Kochani, strasznie mi przykro, że skupicie się tylko na paru górnych zdjęciach i "gratulujecie".. mam wrażenie, że nikt nie czyta dalszej notki, a ja przecież pisałam ją dla Was..

29 komentarzy:

  1. Wspaniała wygrana ;) Moje gratulacje ;)

    OdpowiedzUsuń
  2. gratuluję ;)
    cudne kokardki :)

    OdpowiedzUsuń
  3. Śliczne te różyczki, gratuluję i do Ciebie w końcu szczęście przyszło :)

    OdpowiedzUsuń
  4. Kolor herbatki mnie przeraził :P Bardzo się cieszę, że paczka się podoba :)

    OdpowiedzUsuń
  5. Gratulacje:)

    zapraszam: http://swiatdzikuski26.blogspot.com/

    obserwuję, dodaję i liczę na rewanż:)

    OdpowiedzUsuń
  6. Prześliczne rzeczy wygrałaś! :)

    OdpowiedzUsuń
  7. Gratuluję obserwatorów i dołączam do ich grona :)
    Herbata w proszku? Pierwszy raz o takiej słyszę, chociaż zieloną herbatę uwielbiam :)

    OdpowiedzUsuń
  8. Uroczy ten pierścionek, a co do zielonej herbaty bardzo ją lubię, ale jak zobaczyłam zdjęcie tej i przeczytałam o jej zapachu to pewnie bym jej nie wypiła ;/

    OdpowiedzUsuń
    Odpowiedzi
    1. Myślę, że widząc efekty, na pewno byś się skusiła :)

      Usuń
  9. Zapraszam do mnie na rozdanie ♥

    http://maniakosmetykowaniaa.blogspot.com/2013/10/rozdanie.html

    OdpowiedzUsuń
  10. Gratuluję, sliczny pierścionek Ci się trafił
    herbatka wygląda bardzo oryginalnie

    OdpowiedzUsuń
  11. Ta herbatka faktycznie wygląda oryginalnie, chcemy wypróbować!:)

    OdpowiedzUsuń
  12. Bardzo ciekawie wygląda ta herbata, ale nie wiem czy odważyła bym się ją spróbować :D

    OdpowiedzUsuń
  13. sama bym się z ogromną chęcią spotkała,ale niestety, Rybnik na drugim końcu Polski, a 16 mam nawet szkołe :(:(

    OdpowiedzUsuń
  14. Co za babsko, w kółko coś wygrywa. ;P

    OdpowiedzUsuń
  15. heheh, muszę Ci powiedzieć, że kolor herbatki wygląda przerażająco :D ale, wierzę, że jest najbardziej ekskluzywna :-)

    weronikarudnicka.pl

    OdpowiedzUsuń
  16. Gratuluję ;) Chętnie bym się wybrała na takie spotkanie, ale niestety daaaleko :(

    OdpowiedzUsuń
  17. ja uwielbiam zieloną herbatę, ale na razie piłam tylko taką w torebkach.
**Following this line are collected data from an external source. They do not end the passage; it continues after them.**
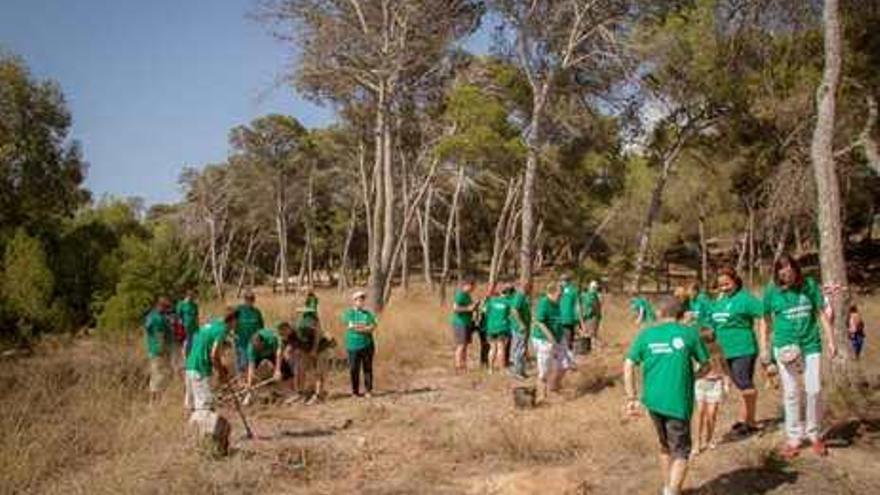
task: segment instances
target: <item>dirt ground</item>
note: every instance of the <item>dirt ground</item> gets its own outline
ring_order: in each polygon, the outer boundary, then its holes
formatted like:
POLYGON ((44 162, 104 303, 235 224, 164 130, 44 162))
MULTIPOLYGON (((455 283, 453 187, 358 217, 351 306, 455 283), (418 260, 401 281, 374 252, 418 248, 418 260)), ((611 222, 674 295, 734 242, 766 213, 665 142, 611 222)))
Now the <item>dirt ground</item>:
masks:
MULTIPOLYGON (((390 337, 380 327, 372 399, 347 395, 347 375, 334 373, 323 404, 252 407, 258 439, 236 442, 235 455, 265 459, 287 493, 658 493, 650 421, 620 414, 620 365, 635 329, 618 299, 607 304, 606 345, 579 358, 561 397, 532 410, 513 406, 512 388, 521 382, 487 374, 473 356, 476 369, 451 373, 443 311, 420 308, 433 302, 407 301, 406 319, 415 313, 418 320, 389 318, 389 325, 406 327, 390 337), (382 351, 387 338, 421 340, 425 347, 409 362, 382 351)), ((717 437, 734 422, 737 406, 736 396, 727 398, 717 437)), ((880 493, 880 425, 851 427, 827 458, 805 451, 786 464, 773 454, 782 439, 780 413, 779 391, 762 383, 765 431, 697 457, 690 493, 880 493)))
MULTIPOLYGON (((20 366, 0 363, 0 493, 660 492, 650 421, 621 414, 621 364, 636 332, 622 296, 606 299, 605 345, 580 358, 561 396, 518 410, 512 388, 521 382, 479 370, 475 356, 468 374, 451 372, 448 309, 413 292, 381 316, 373 398, 349 396, 344 370, 331 373, 329 396, 317 405, 284 405, 283 386, 264 390, 246 408, 256 439, 244 438, 233 409, 221 409, 233 426, 232 454, 224 459, 207 458, 183 435, 179 381, 160 403, 147 404, 139 336, 47 344, 20 366)), ((319 296, 326 330, 341 337, 345 298, 319 296)), ((880 301, 860 303, 869 323, 863 370, 876 377, 880 344, 871 329, 880 301)), ((298 301, 261 292, 257 304, 274 322, 290 317, 298 301)), ((219 310, 206 304, 204 313, 219 310)), ((759 389, 764 433, 697 457, 688 493, 880 493, 876 389, 827 394, 830 455, 805 451, 790 464, 773 454, 782 440, 780 393, 761 380, 759 389)), ((735 396, 723 404, 719 437, 737 406, 735 396)))

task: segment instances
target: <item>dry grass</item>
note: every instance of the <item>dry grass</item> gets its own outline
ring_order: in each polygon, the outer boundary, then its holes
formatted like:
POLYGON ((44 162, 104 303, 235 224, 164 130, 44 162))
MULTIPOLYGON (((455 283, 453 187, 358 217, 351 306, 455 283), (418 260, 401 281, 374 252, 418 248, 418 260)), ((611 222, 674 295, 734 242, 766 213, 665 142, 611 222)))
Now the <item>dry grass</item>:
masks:
MULTIPOLYGON (((341 343, 338 315, 347 298, 335 291, 319 296, 325 328, 341 343)), ((275 322, 290 319, 301 301, 259 292, 257 304, 275 322)), ((880 304, 862 306, 869 329, 862 366, 876 373, 880 344, 871 330, 880 322, 880 304)), ((650 492, 658 486, 650 422, 620 414, 620 361, 636 329, 622 296, 610 297, 606 308, 606 346, 568 377, 563 397, 517 411, 506 375, 450 373, 447 311, 415 290, 382 315, 379 397, 339 396, 348 384, 336 372, 334 398, 323 405, 251 408, 254 428, 267 436, 252 442, 240 441, 238 419, 225 411, 236 450, 223 460, 205 458, 185 441, 179 381, 161 403, 147 404, 139 338, 47 341, 33 358, 0 363, 0 493, 515 494, 549 486, 559 493, 650 492), (350 426, 335 427, 341 424, 350 426), (290 431, 323 433, 285 436, 290 431)), ((206 304, 205 316, 221 309, 206 304)), ((762 392, 760 404, 762 416, 774 415, 778 392, 762 392)), ((735 406, 724 405, 722 431, 735 406)), ((701 456, 693 467, 696 493, 749 493, 729 486, 764 486, 750 483, 768 477, 779 483, 757 493, 846 493, 821 476, 788 483, 790 473, 770 455, 779 435, 701 456)), ((860 452, 846 451, 847 462, 870 459, 860 452)), ((875 486, 866 476, 858 486, 875 486)))

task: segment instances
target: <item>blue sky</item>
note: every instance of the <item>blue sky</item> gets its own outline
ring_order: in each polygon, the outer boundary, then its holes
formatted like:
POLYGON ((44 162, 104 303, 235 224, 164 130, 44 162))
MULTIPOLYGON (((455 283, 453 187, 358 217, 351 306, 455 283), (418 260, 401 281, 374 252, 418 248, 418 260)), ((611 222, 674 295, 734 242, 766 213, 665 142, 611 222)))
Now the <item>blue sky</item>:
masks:
POLYGON ((61 84, 96 196, 174 201, 181 169, 225 159, 233 126, 269 112, 333 120, 279 87, 290 50, 245 17, 253 0, 2 4, 0 46, 61 84))
POLYGON ((0 47, 61 84, 96 197, 176 201, 183 167, 224 160, 235 125, 334 119, 277 83, 293 53, 246 17, 254 0, 0 1, 0 47))

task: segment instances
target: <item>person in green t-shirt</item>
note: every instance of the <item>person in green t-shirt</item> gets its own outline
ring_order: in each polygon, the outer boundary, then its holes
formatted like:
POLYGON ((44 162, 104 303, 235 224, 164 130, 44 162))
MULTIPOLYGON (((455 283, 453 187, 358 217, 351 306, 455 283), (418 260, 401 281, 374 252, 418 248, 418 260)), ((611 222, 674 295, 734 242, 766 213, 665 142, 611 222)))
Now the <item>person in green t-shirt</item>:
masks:
POLYGON ((283 378, 282 351, 278 332, 271 328, 261 328, 251 336, 251 341, 248 343, 246 351, 248 360, 247 388, 254 386, 257 368, 264 361, 272 365, 272 377, 275 380, 283 378))
POLYGON ((629 302, 629 309, 636 315, 636 325, 645 325, 657 321, 654 306, 644 296, 636 296, 629 302))
POLYGON ((758 390, 754 384, 758 343, 753 327, 754 322, 760 321, 764 315, 764 308, 743 288, 742 279, 733 267, 718 271, 716 285, 718 298, 703 310, 703 320, 715 332, 727 360, 730 380, 742 396, 739 421, 731 429, 734 438, 742 438, 758 431, 755 419, 758 390))
POLYGON ((318 311, 318 296, 315 295, 315 292, 311 288, 306 292, 306 300, 303 306, 313 309, 316 312, 318 311))
POLYGON ((529 287, 520 281, 513 284, 507 293, 510 307, 513 309, 513 325, 510 333, 510 372, 514 378, 524 380, 526 376, 526 349, 529 342, 529 325, 532 323, 532 305, 529 301, 529 287))
POLYGON ((697 329, 711 328, 708 318, 712 299, 700 286, 700 282, 693 281, 688 284, 684 294, 687 297, 685 321, 695 325, 697 329))
POLYGON ((641 402, 660 439, 664 493, 681 493, 691 455, 691 414, 694 379, 708 370, 709 351, 697 330, 680 323, 684 305, 672 296, 663 299, 662 319, 639 332, 623 365, 626 413, 638 415, 635 367, 642 367, 641 402), (695 363, 699 364, 694 372, 695 363))
POLYGON ((489 337, 489 373, 507 367, 507 343, 514 324, 513 307, 505 294, 508 284, 501 282, 486 299, 486 335, 489 337))
POLYGON ((235 310, 229 308, 222 319, 212 320, 194 334, 193 344, 186 358, 186 408, 192 412, 210 410, 214 394, 211 390, 211 375, 215 372, 220 381, 226 381, 228 373, 223 366, 223 349, 229 332, 236 327, 235 310))
POLYGON ((602 297, 599 295, 599 282, 593 280, 582 291, 578 301, 581 334, 599 343, 599 325, 602 322, 602 297))
POLYGON ((558 283, 547 284, 538 299, 532 318, 531 340, 538 366, 537 389, 539 398, 546 399, 558 392, 568 369, 563 345, 563 328, 559 323, 559 299, 562 288, 558 283))
POLYGON ((150 401, 159 398, 168 380, 170 352, 173 336, 167 314, 171 311, 171 301, 161 296, 156 305, 147 312, 144 320, 144 344, 150 361, 150 401))
POLYGON ((193 334, 199 329, 199 305, 196 303, 195 293, 192 290, 187 290, 183 299, 177 301, 174 312, 180 317, 180 322, 186 331, 186 340, 183 342, 183 358, 185 360, 192 348, 193 334))
POLYGON ((367 293, 356 291, 352 295, 352 306, 342 313, 345 325, 345 349, 348 351, 348 367, 351 376, 351 393, 360 397, 360 374, 364 372, 366 397, 373 393, 373 355, 376 346, 373 334, 376 330, 376 315, 365 309, 367 293))
POLYGON ((473 280, 465 280, 461 287, 455 291, 452 298, 452 340, 455 342, 455 371, 456 373, 467 372, 467 350, 471 343, 471 334, 474 331, 474 311, 478 303, 474 301, 473 280))
POLYGON ((820 326, 830 358, 836 356, 837 346, 824 307, 825 299, 816 281, 804 278, 797 260, 789 255, 780 257, 773 267, 773 282, 764 290, 765 321, 759 326, 759 333, 762 363, 771 363, 772 347, 772 357, 780 364, 788 437, 781 454, 786 459, 798 455, 804 440, 812 443, 816 454, 827 453, 820 435, 823 344, 820 326), (768 342, 768 326, 772 329, 772 344, 768 342), (806 396, 806 427, 800 414, 801 381, 806 396))
POLYGON ((254 306, 256 296, 247 291, 244 294, 244 302, 235 308, 235 317, 238 327, 235 331, 235 370, 239 375, 247 371, 247 347, 257 331, 266 325, 263 323, 263 313, 254 306))
POLYGON ((575 369, 574 337, 580 319, 578 318, 578 286, 571 281, 571 275, 564 273, 559 278, 562 293, 559 296, 559 324, 562 325, 562 341, 565 349, 567 368, 575 369))

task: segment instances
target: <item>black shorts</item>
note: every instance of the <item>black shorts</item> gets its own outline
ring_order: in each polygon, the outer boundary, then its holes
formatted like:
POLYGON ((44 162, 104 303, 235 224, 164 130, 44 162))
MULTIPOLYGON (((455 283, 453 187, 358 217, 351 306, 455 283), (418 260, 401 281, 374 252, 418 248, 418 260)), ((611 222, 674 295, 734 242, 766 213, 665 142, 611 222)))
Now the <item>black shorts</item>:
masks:
POLYGON ((727 367, 730 368, 730 380, 739 390, 755 388, 755 358, 756 356, 753 354, 727 360, 727 367))
POLYGON ((471 343, 472 325, 452 325, 452 340, 455 345, 466 345, 471 343))
POLYGON ((687 460, 691 456, 691 422, 684 419, 670 418, 654 411, 649 411, 660 450, 673 459, 687 460))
Chętnie wypróbowałabym taką, chociaż kolor mikstury nie zachęca ;P
    pozdrowionka ;*

    OdpowiedzUsuń
  18. gratuluje wygranej i współpracy :):)

    OdpowiedzUsuń
  19. szkoda że do rybnika mam ok. 260km. Fajna ta herbatka, szczególne ze względu na właściwości. Pije dużo zielonych herbat, ale ta wygląda inaczej :)
    PS: zapraszam do siebie na małe rozdanie
    www.womanadvice.blogspot.com

    OdpowiedzUsuń
  20. wpadnę kiedyś do Cb na herbatkę ;DD

    OdpowiedzUsuń
  21. Bardzo lubię takiego typu bizuterię.
    Herbaty zielonej nie cierpię :p

    OdpowiedzUsuń
  22. O matko! Jaki kolor! Wygląda jak zielona glinka. Nie wiem czy bym kupiła...

    OdpowiedzUsuń

Dziękuję za aktywność na moim blogu.
Czytam każdy komentarz i chętnie komentuję Wasze blogi.